Por otra parte, Avilés revisita la lírica que identifica a esas destacadas poetisas cubanas, caracterizadas —en lo esencial— por su exquisita sensibilidad, para facilitarle al lector la herramienta básica indispensable que le permita captar —en toda su dimensión y magnitud— cómo la poesía les brota del intelecto y el espíritu, cual agua pura y cristalina que corre por los ríos subterráneos del alma humana.
Ahora bien, en el ensayo laureado en la XXII edición del Premio Luis Rogelio Nogueras, Avilés no se circunscribe —en modo alguno— a los hallazgos de la pesquisa crítico-literaria de que fuera objeto la obra poética de las autoras estudiadas, sino que penetra en el mundo interior de Xenes, Villar Buceta, Núñez y Herrera, para descubrir —entre otras cosas— la fuente inagotable de ética, humanismo, luz divina y energía positiva que irradia hacia el universo el componente espiritual del inconsciente freudiano de esas damas del verso.
El autor de Pilares de un reino y compilador de Sonetos escogidos de Serafina Núñez estaba consciente de que escribir es parir un mundo con palabras, y por ende, debía atrapar —al vuelo de una mariposa— tanto el sistema poético —concepto lezamiano— de esas mujeres únicas e irrepetibles, como el «universo mágico» que las rodeara (o rodea).
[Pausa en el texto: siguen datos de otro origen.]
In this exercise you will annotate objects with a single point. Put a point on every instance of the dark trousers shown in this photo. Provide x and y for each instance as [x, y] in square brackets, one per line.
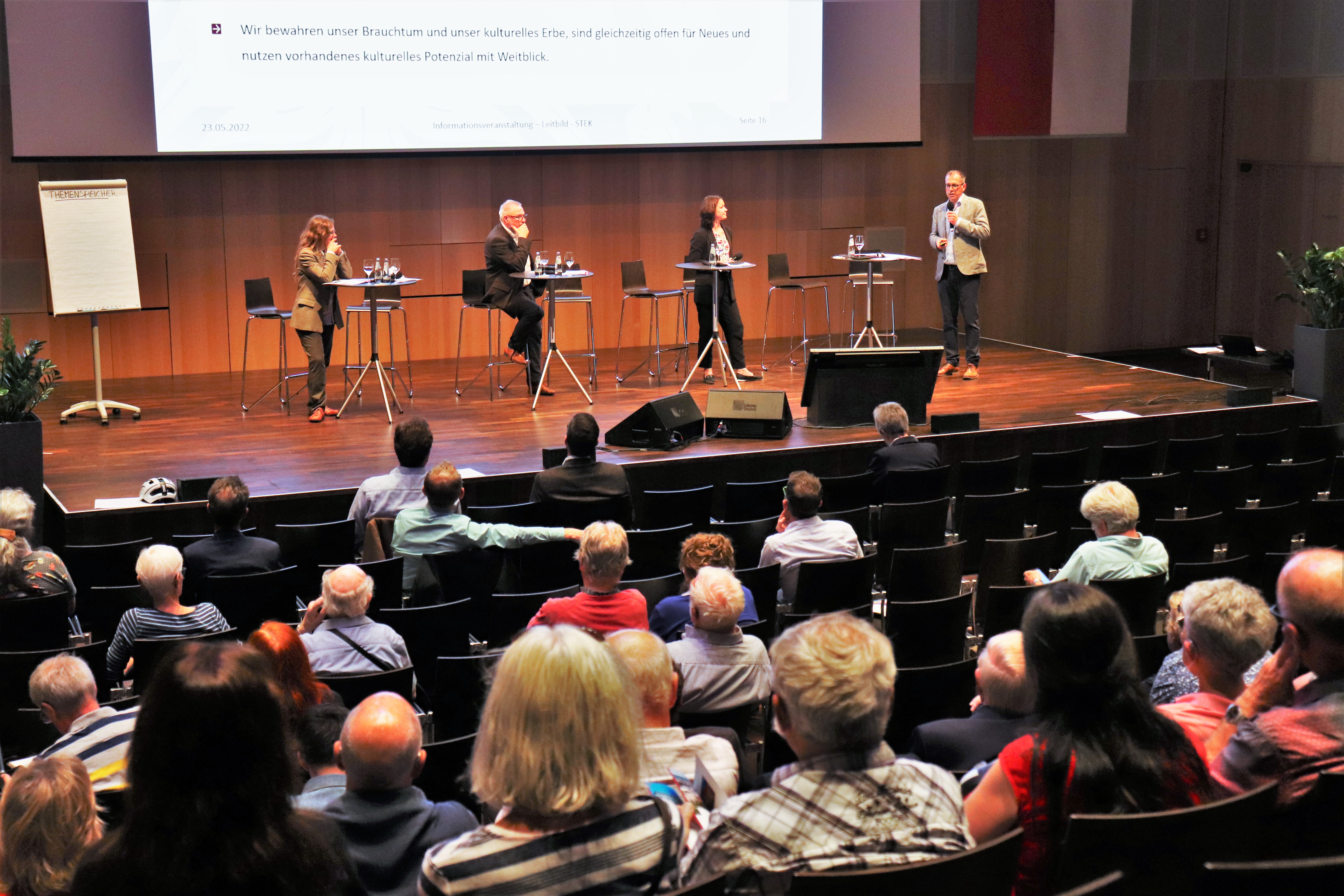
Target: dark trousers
[732, 323]
[960, 291]
[319, 350]
[528, 334]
Después, debía dejar nacer y crecer las ideas o frases interiores que tenía encerradas en la mente y en el alma. Juntarlas, y cuando las tuviera bien apretadas, en formación cerrada, convencerlas para que se dejaran ordenar (u ordeñar). Las invitaba a ponerse en fila, para comenzar —entonces— lo más difícil: las tenía que dibujar letra a letra para ir exprimiéndolas, y al mismo tiempo acariciándolas para no lastimarlas, en el molino del intelecto y el espíritu, donde lo cognitivo y lo afectivo —según el Apóstol— integran una unidad indivisible.
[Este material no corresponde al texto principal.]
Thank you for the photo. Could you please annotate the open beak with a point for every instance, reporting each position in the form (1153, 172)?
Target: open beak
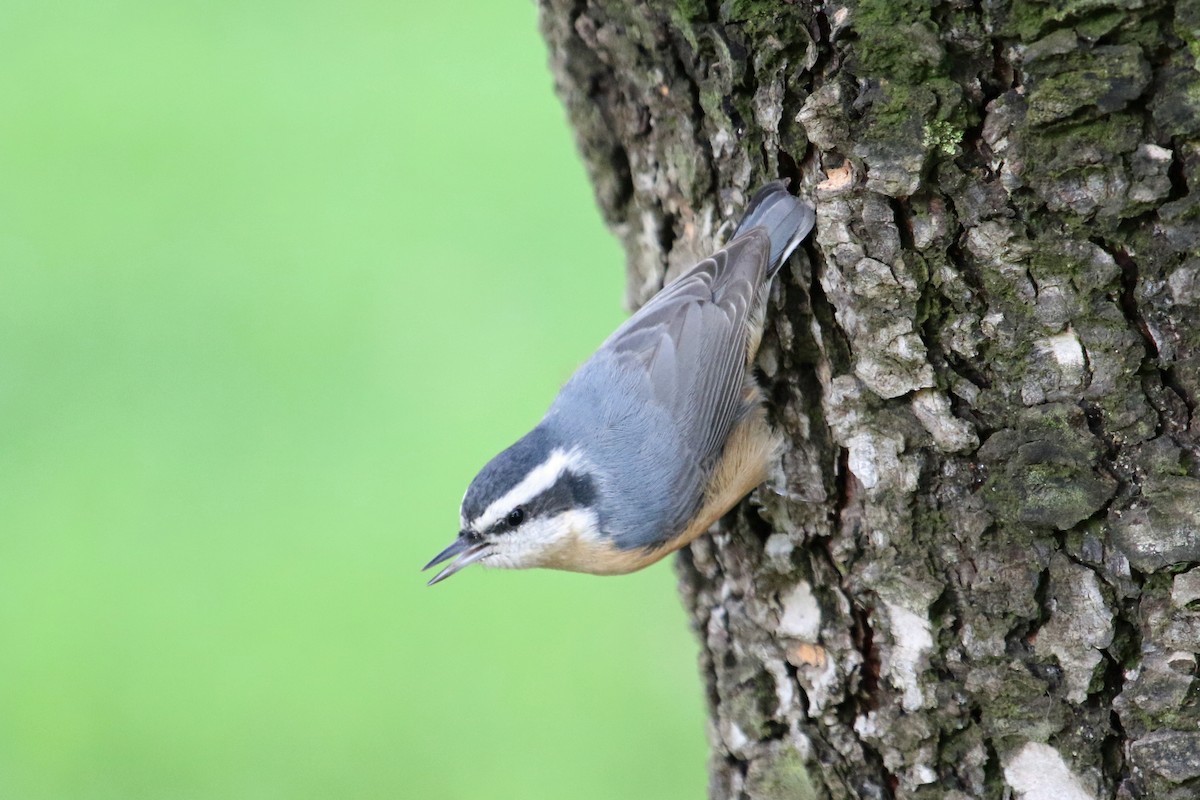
(467, 549)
Con golpes precisos, iba sacándoles el sudor —y hasta las lágrimas— gota a gota. Cuando creyó que había juntado lo suficiente, tenía que destilar y dejar que se llenaran de calor y color. Por último, filtrar el resultado; y en consecuencia, lograr una obra de arte, que fue —finalmente— en lo que se convirtió el laureado ensayo Los extraños monzones, para confirmar con creces el autorizado criterio del poeta y crítico Michael Tabanou: «el libro de artista no es un libro de arte o un libro sobre el arte; es una obra de arte».
De acuerdo con esa línea de pensamiento, lo más importante para quien cultiva el martiano ejercicio del criterio no es la calidad de la valoración objetivo-subjetiva de una obra artístico-literaria o el estilo utilizado para comunicarse con el lector, sino la carga ética, humana y espiritual que el investigador lleva en el centro mismo de su yo crítico y cómo la proyecta en la página en blanco.
Osmán Avilés ha interiorizado e incorporado ese aserto —sin dificultad alguna— a su ejercicio profesional en los más disímiles campos del conocimiento humano, en los que se mueve como «pez en el agua».
1 Sautié Rodríguez, Madeleine: Nuevos laureados con el Premio Luis Rogelio Nogueras, www.uneac.org.cu (Noticias).